In hour or two after Martin Kelly had left Porto Bello in the Ballinasloe fly-boat, our other hero, Lord Ballindine, and his friend Dot Blake, started from Morrison’s hotel, with post horses, for Handicap Lodge; and, as they travelled in Blake’s very comfortable barouche, they reached their destination in time for a late dinner, without either adventure or discomfort. Here they remained for some days, fully occupied with the education of their horses, the attention necessary to the engagements for which they were to run, and with their betting-books.

Lord Ballindine’s horse, Brien Boru, was destined to give the Saxons a dressing at Epsom, and put no one knows how many thousands into his owner’s hands, by winning the Derby; and arrangements had already been made for sending him over to John Scott, the English trainer, at an expense, which, if the horse should by chance fail to be successful, would be of very serious consequence to his lordship. But Lord Ballindine had made up his mind, or rather, Blake had made it up for him, and the thing was to be done; the risk was to be run, and the preparations—the sweats and the gallops, the physicking, feeding, and coddling, kept Frank tolerably well employed; though the whole process would have gone on quite as well, had he been absent.
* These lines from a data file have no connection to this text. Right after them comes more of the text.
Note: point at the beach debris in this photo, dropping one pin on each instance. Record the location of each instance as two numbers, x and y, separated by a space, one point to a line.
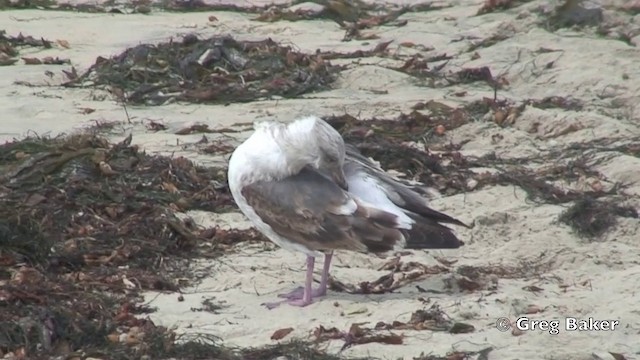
401 275
216 70
575 13
356 335
591 218
48 60
490 6
77 246
433 319
10 47
281 333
It was not so, however, with Dot Blake. The turf, to him, was not an expensive pleasure, but a very serious business, and one which, to give him his due, he well understood. He himself, regulated the work, both of his horses and his men, and saw that both did what was allotted to them. He took very good care that he was never charged a guinea, where a guinea was not necessary; and that he got a guinea’s worth for every guinea he laid out. In fact, he trained his own horses, and was thus able to assure himself that his interests were never made subservient to those of others who kept horses in the same stables. Dot was in his glory, and in his element on the Curragh, and he was never quite happy anywhere else.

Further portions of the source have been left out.